The Snake's headwaters issue forth from a rather hard-to-find source at the southern boundary of Yellowstone; it is a creek-size flow where no roads or trails go and the maps all but hide the location. By the time it flows through Jackson Hole and the Grand Teton National Park, it has collected the waters of numerous creeks, streams and rivers. It then crosses the Wyoming/Idaho line, fills a massive reservoir, Palisades, and, together with the above-mentioned waters, proceeds to the wondrous Shoshone Falls in Twin Falls, Idaho. You really can't visit the Idaho/Wyoming/Teton/Yellowstone area without being constantly reminded of the Snake River.

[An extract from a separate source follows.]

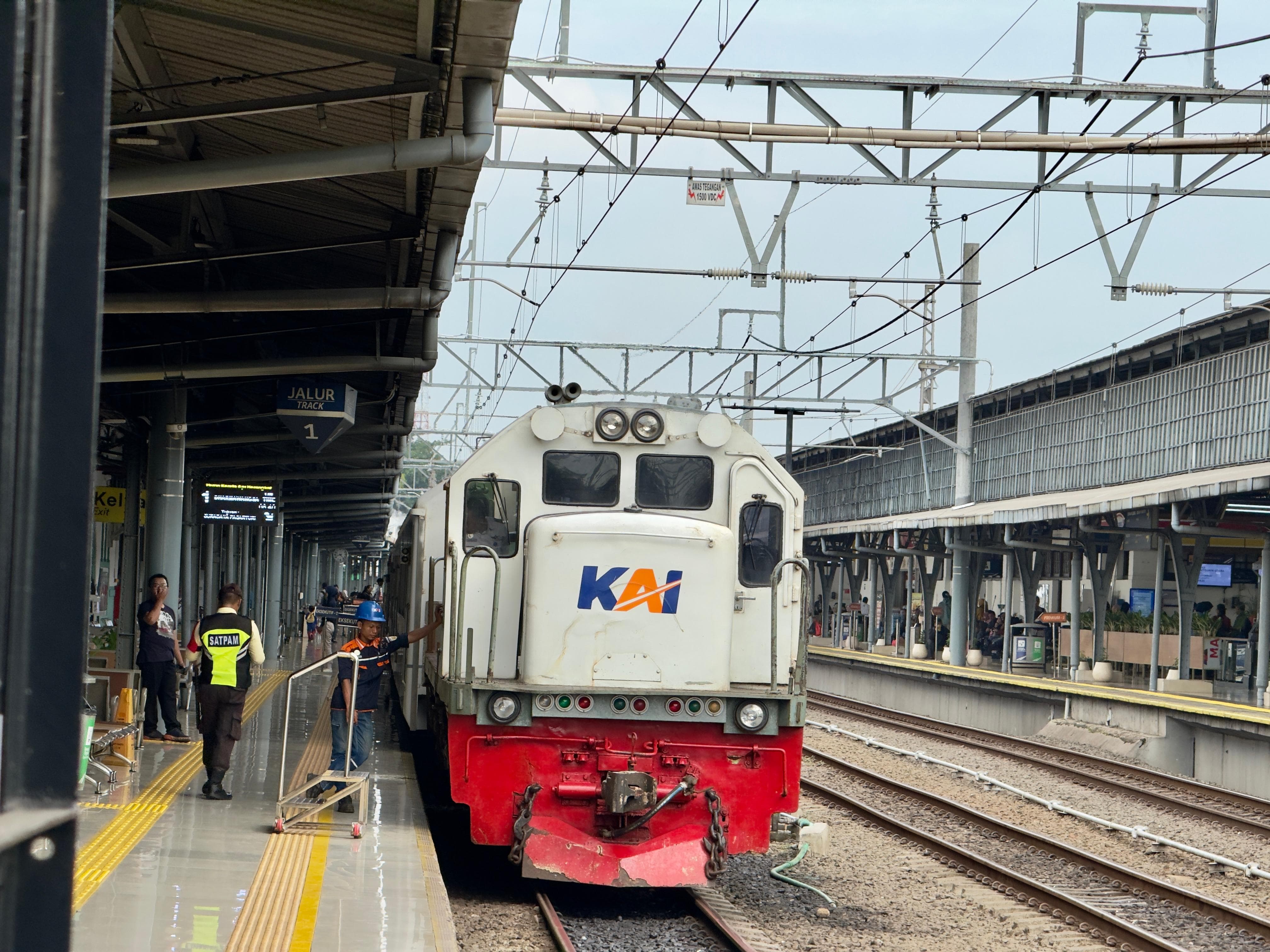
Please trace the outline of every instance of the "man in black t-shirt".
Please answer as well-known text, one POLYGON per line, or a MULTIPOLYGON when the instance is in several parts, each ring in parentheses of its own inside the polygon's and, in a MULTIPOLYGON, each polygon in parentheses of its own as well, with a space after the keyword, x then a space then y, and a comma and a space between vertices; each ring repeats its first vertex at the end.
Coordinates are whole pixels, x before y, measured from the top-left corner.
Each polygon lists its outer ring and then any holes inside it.
POLYGON ((177 641, 177 613, 166 604, 168 576, 151 575, 146 590, 150 598, 137 605, 137 668, 146 689, 145 737, 188 744, 189 736, 177 720, 177 670, 184 670, 185 664, 177 641), (160 708, 164 734, 159 732, 160 708))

The heat in the Hells Canyon area, below 2,000-feet elevation, was initially uncomfortable but the inexpensive power hookups at an Idaho Power-built campground made it possible to use one of our two air conditioners as much as needed. The steep, brown treeless mountain sides above the water were not appealing beyond their sheer size; the smoke from near and distant fires turned the views from the Hells Canyon Overlook into washed-out vistas. Curiously, two men with binoculars could still spot some elk across the canyon; their bow hunting season started the next day (motto: If you're good enough to sneak up that close to an elk, you better have the energy to haul the pieces out on your back).
An 8-hour day trip to Joseph, Oregon (named after Chief Joseph of a local tribe) allowed for admiring the "Swiss Alps" of Oregon, with steep, forested mountainsides reaching almost 10,000-foot heights, while you view them from less than 4,000-foot levels in town. Situated in the Wallowa-Whitman National Forest and surrounding Wallowa Lake, the verdant Wallowa Mountains and the Eagle Cap Wilderness would doubtless provide hikers and pack animal riders with marvelous experiences. The tram ride to the 8,256-foot top of Mt. Howell would be well worth the $30 if you had clear views without smoky air.

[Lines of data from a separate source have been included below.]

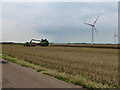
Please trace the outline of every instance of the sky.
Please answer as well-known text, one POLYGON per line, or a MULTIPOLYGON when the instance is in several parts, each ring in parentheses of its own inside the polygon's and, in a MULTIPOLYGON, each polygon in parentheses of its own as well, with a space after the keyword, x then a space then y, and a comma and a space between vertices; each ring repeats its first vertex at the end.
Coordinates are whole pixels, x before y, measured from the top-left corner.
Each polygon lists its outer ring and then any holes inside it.
POLYGON ((118 32, 117 2, 3 2, 2 41, 26 42, 47 38, 56 43, 114 43, 118 32))

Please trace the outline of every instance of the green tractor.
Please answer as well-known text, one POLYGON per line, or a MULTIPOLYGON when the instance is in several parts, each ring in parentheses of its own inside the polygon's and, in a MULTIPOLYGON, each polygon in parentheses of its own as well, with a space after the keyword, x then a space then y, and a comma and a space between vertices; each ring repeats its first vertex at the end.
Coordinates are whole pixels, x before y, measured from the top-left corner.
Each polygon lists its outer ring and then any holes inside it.
POLYGON ((49 41, 47 39, 41 39, 41 40, 31 39, 30 42, 26 42, 24 44, 24 46, 27 46, 27 47, 35 47, 36 45, 48 46, 49 41), (33 41, 38 41, 39 43, 34 43, 33 41))

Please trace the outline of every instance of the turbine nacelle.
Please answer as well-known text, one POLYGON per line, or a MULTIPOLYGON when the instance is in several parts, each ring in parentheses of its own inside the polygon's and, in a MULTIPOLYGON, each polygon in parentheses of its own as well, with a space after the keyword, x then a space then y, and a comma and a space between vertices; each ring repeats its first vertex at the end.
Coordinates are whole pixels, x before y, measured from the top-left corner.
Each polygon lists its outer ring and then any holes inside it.
MULTIPOLYGON (((95 31, 96 34, 98 35, 98 32, 97 32, 97 30, 96 30, 96 28, 95 28, 95 24, 96 24, 98 18, 99 18, 99 16, 98 16, 98 17, 96 18, 96 20, 94 21, 94 24, 84 23, 84 24, 89 25, 89 26, 92 27, 92 44, 94 43, 94 31, 95 31)), ((99 35, 98 35, 98 36, 99 36, 99 35)))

However, we were able to scout the town and lake for future visits and camping; sadly, it has a "resort" atmosphere and ambiance. Translation: lots of people and families crammed into a finite space, with gift shops, miniature golf, motorcycle rallies, festivals and camping "cheek to jowl" style and no bushes between you and your neighbor. We found ourselves repeating the line from a Star Wars movie: "It's a trap," as in tourist trap; we had good ice cream and hamburgers.
There was a similarity to the Black Hills and Badlands of South Dakota. The lush forests of the Black Hills created, over time, the arid, mostly barren features of the Badlands due to the meteorological fact that rain-bearing weather systems move from west to east. Just as the Cascade and Sierra mountains leave reduced moisture for the valleys to the east, and the Black Hills have deprived the Badlands of rain, the Wallowa Mountains create dry, treeless parts of Hells Canyon.

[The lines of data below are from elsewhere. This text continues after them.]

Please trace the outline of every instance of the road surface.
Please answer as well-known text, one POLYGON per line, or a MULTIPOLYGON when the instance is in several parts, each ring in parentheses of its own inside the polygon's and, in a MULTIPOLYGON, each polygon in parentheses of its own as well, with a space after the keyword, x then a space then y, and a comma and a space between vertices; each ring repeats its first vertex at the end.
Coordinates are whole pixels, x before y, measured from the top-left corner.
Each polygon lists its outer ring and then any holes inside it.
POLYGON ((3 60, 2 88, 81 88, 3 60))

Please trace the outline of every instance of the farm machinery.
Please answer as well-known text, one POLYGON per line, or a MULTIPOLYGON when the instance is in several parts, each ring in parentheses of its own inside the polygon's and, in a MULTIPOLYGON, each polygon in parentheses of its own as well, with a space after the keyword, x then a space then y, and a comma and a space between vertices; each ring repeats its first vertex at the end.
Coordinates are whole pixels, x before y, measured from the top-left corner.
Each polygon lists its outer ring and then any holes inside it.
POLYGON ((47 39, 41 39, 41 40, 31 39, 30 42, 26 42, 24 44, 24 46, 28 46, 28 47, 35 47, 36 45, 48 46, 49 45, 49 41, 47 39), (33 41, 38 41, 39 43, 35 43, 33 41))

The "total eclipse of another sort" mentioned above has to do with our moving from cell phone and Internet-rich Payette to a literal empty digital wasteland. We've had no connection to the outside world beyond an AM radio station for a week, as of Tuesday. If this is published on the 29th, it means I drove a good 20 miles to find wi-fi at a store, river rafting or wilderness outfitter shop yesterday, to send an email attachment to the editor. It means no news stories, analysis or opinion from the Internet, no newspapers or TV. We will appreciate getting back the connections and signals; however, there is an almost forgotten sense of joyous isolation to be had when your entertainment is nature and a good book. Try it sometime; you might like it.